There is no restriction on this but whatever; can a druid/ranger spontaneously cast SNA from her prepared ranger slots?


U know im kinda torn between this.
the sorcerer bloodlines never state the sorcerer but say "you" whereas the clerics ability states the cleric, it actually mentions the class wheread the bloodlines dont state the class but state you.
so we got one way where because it states the cleric, the cleric is still the class the spell is based on because the cleric spellcasting is modified to use any prepared spells from the other classes. Its kinda like the bloodline abilities that state like the summoning monster gaining half sorcerer level in DR, it doesnt matter who cast the spell, but it is determined by the sorcerer and not the other class who cast the spell because it called it out. Im tqlking about the abyssal bloodline arcana. It states YOU cast but its based on half the sorcerer levels. So a waizard casts that spell, they gain the benefits ofbthe modification, buts not based on half the wizards level but the sorcerers level necause they called it out.
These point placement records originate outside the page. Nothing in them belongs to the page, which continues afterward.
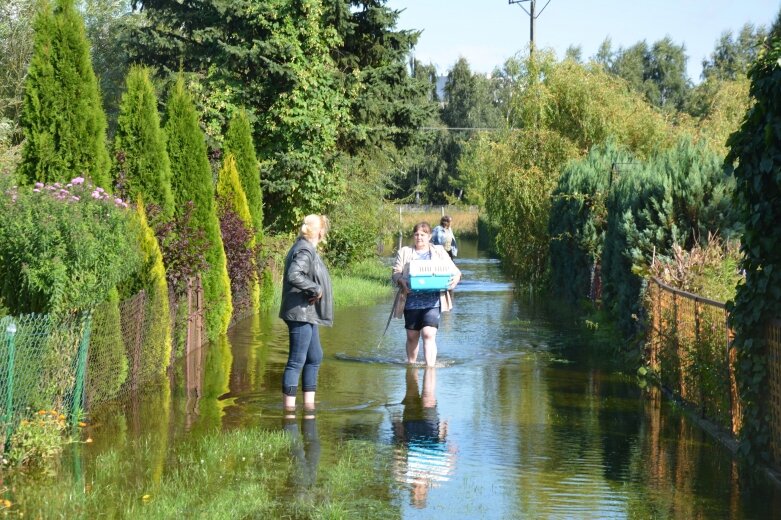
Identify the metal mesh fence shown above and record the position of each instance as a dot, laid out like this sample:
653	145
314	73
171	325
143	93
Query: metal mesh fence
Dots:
41	366
690	349
117	351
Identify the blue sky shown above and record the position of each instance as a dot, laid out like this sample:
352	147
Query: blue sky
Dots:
486	32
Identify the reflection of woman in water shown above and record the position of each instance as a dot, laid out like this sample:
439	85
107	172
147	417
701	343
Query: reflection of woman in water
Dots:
305	450
423	457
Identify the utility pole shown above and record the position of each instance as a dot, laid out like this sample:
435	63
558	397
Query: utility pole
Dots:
533	15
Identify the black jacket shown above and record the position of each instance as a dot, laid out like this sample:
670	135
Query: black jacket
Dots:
305	277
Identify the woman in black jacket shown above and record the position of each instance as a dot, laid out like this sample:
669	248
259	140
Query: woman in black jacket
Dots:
307	302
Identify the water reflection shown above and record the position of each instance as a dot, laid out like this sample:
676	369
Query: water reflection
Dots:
423	457
305	450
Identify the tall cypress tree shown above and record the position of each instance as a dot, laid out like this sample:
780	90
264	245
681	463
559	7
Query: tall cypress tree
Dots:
191	180
62	117
237	233
141	166
238	142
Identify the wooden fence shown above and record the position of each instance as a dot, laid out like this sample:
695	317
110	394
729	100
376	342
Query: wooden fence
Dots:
690	348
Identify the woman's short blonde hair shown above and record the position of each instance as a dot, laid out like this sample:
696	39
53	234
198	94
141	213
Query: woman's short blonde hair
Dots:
312	226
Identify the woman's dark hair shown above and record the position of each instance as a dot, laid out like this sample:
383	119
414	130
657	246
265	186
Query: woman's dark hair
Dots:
422	226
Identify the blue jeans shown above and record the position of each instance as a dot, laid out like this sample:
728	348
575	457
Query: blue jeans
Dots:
304	357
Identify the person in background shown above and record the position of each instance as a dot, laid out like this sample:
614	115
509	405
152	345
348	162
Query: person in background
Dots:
443	236
422	310
307	303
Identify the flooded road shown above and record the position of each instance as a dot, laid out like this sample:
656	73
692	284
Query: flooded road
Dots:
516	421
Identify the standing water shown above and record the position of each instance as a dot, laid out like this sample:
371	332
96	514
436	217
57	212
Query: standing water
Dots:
514	422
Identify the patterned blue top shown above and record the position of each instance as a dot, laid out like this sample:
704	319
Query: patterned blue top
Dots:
422	299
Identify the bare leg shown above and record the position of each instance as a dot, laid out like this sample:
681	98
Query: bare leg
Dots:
413	337
430	345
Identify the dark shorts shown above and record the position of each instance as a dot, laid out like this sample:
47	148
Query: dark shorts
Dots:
416	319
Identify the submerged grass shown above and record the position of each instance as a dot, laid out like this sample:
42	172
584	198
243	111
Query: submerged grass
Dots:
236	474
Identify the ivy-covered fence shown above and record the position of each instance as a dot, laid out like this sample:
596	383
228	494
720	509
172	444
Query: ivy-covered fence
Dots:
690	348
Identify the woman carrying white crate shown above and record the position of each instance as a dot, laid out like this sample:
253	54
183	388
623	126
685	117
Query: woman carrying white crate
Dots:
425	293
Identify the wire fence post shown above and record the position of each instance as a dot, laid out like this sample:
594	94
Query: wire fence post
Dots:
81	368
10	334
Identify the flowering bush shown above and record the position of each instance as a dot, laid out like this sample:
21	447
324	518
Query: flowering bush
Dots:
62	247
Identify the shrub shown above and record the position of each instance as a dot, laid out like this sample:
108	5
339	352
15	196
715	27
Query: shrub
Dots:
38	438
62	248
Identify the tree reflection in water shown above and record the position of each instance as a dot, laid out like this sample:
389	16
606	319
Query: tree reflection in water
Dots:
423	457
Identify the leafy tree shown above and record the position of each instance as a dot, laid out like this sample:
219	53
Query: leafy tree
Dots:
141	165
562	109
754	160
389	100
63	121
732	57
238	142
578	219
273	58
678	197
191	180
16	49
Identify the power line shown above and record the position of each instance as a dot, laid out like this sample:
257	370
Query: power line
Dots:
533	15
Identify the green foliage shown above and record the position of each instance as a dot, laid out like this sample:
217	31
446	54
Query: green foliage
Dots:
62	117
273	57
38	439
156	350
108	25
523	173
191	180
578	220
678	197
387	101
755	158
238	142
657	72
299	131
358	221
141	167
237	233
16	49
732	57
107	360
62	248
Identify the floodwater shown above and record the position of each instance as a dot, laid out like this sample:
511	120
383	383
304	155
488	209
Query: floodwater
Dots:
516	421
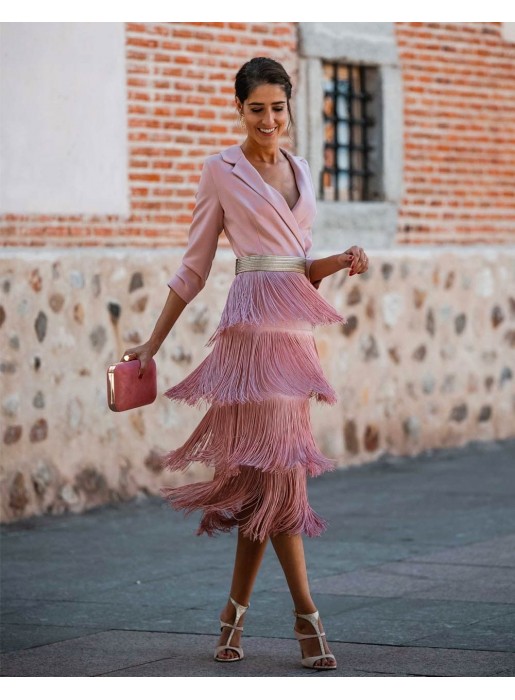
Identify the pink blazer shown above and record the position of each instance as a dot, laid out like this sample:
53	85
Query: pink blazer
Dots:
233	197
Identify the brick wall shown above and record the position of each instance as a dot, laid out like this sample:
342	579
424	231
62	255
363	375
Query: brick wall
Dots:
459	96
459	131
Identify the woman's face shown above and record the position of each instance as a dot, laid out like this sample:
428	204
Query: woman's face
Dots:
265	109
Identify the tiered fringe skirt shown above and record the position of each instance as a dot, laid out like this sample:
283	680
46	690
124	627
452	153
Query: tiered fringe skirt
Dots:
256	434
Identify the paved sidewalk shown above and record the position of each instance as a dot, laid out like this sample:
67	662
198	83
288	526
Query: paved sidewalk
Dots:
415	576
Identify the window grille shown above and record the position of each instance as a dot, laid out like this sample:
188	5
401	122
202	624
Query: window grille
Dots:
351	158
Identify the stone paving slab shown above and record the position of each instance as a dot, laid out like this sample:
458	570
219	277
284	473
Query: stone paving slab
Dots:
123	653
415	576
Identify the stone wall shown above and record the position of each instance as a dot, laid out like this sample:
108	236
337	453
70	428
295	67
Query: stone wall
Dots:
426	360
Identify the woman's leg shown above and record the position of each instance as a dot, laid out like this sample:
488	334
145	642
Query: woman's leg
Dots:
249	555
290	552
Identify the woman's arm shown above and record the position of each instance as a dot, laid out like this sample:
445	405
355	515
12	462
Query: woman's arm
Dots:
172	309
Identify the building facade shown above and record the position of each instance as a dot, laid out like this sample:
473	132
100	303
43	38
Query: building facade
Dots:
409	132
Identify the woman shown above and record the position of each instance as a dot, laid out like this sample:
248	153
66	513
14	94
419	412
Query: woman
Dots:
264	366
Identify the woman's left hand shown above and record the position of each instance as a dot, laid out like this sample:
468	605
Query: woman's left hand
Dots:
357	261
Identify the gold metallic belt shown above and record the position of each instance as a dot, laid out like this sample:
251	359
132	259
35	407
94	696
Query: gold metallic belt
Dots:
289	263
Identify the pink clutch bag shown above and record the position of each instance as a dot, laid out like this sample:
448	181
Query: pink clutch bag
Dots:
126	390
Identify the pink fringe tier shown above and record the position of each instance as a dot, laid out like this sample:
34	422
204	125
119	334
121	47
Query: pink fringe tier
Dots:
259	379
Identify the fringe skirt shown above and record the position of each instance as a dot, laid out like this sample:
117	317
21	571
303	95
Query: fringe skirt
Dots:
258	381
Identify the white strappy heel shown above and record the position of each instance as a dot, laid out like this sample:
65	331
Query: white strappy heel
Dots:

And since it says in the cleric ability and calls out the cleric is casting, its still based on the clerics level.


LoneKnave wrote:

That makes no sense.

There are nature gods that both clerics and druids can revere.

There is also a god of magic who cosniders any magic people cast as worship. He'd be totally fly with a cleric/wizard casting spontaneous heal.

So hey, how about we don't bring fluff into a rules discussion?

I don't know what "fluff" is. I was just asking a question because, reading the description in the CRB, it doesn't sound to me like druids and clerics would be powered by the same deity.